With all of the precincts in TX-14 counted, it's striking to see just how tenaciously Ron Paul held on to his vote. In 2006, he won every county for 78 percent of the overall vote versus Cynthia Sinatra, who entered the race late and spent about $157,000. This year he won a bit more than 70 percent against Chris Peden, who entered the race in the summer, garnered endorsements from local Republicans, papers, and talk radio, and will probably spend around $200,000. Paul obliterated him, winning no less than 64 percent in any of the district's 10 counties. His vote share shrank in seven counties, increased in three, and stayed level in one.
Aransas County: 64.8 percent (down from 69.2 percent)
Brazoria County: 72.2 percent (down from 80.5 percent)
Calhoun County: 78.8 percent (down from 81.6 percent)
Chambers County: 76.6 percent (up from 74.3 percent)
Fort Bend County: 64.2 percent (down from 79.1 percent)
Galveston County: 65.8 percent (down from 75.9 percent)
Jackson County: 75.8 percent (up from 63.7 percent)
Matagorda County: 75.2 percent (up from 74.8 percent)
Victoria County: 74.7 percent (down from 81.4 percent)
Wharton County: 74.0 percent (basically unmoved from 74.1 percent)

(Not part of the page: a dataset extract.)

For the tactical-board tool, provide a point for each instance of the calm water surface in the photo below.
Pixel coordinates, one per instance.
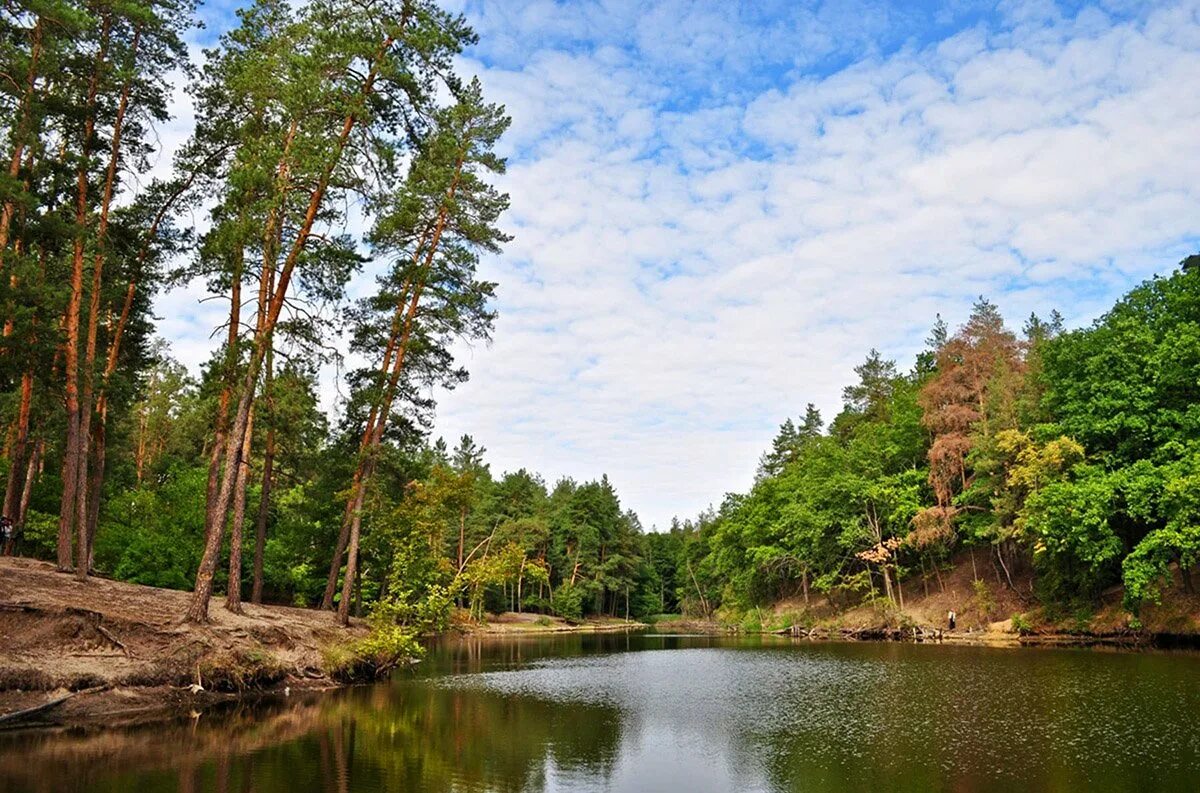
(653, 713)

Compare this to the defeat of Wayne Gilchrest in Maryland or the career-low win of Dennis Kucinich last night. Compare it even to Jean Schmidt's 57 percent of the vote in her Ohio primary in suburban Cincinnati, where she faces no ideological disputes with the GOP, only the perception that she's weak against Democrats. It's an open question whether Paul can serve his cause better by staying in Congress than running as a third party candidate this year. It's not an open question whether someone will defeat him. He's built a beachhead in Brazoria County, which casts 30 percent of the district's vote, and he was barely dented in Aransas County even after the local Republican Party swung its support to Peden. He's got this seat as long as he wants it.
UPDATE: The Galveston County Daily News, which endorsed Peden, writes up the election:
Peden, a certified public accountant who has served on Friendswood city council since 2005, criticized Paul during his campaign as an irrelevant voice in congress who didn't adequately represent interests of constituents.
Phone messages left on Peden's cell phone, at his campaign office and with his campaign manager were not returned.
It might be umbrage, it might just be a poorly run campaign. (For what it's worth, I called the national Paul campaign last night and never got the call returned.) Peden definitely knows he's blown his chances at the House seat; if Paul were to retire in 2010 the frontrunner to replace him would be someone like State Sen. Kyle Janek, not the guy who lost by 40 points to Paul at the moment of his greatest vulnerability.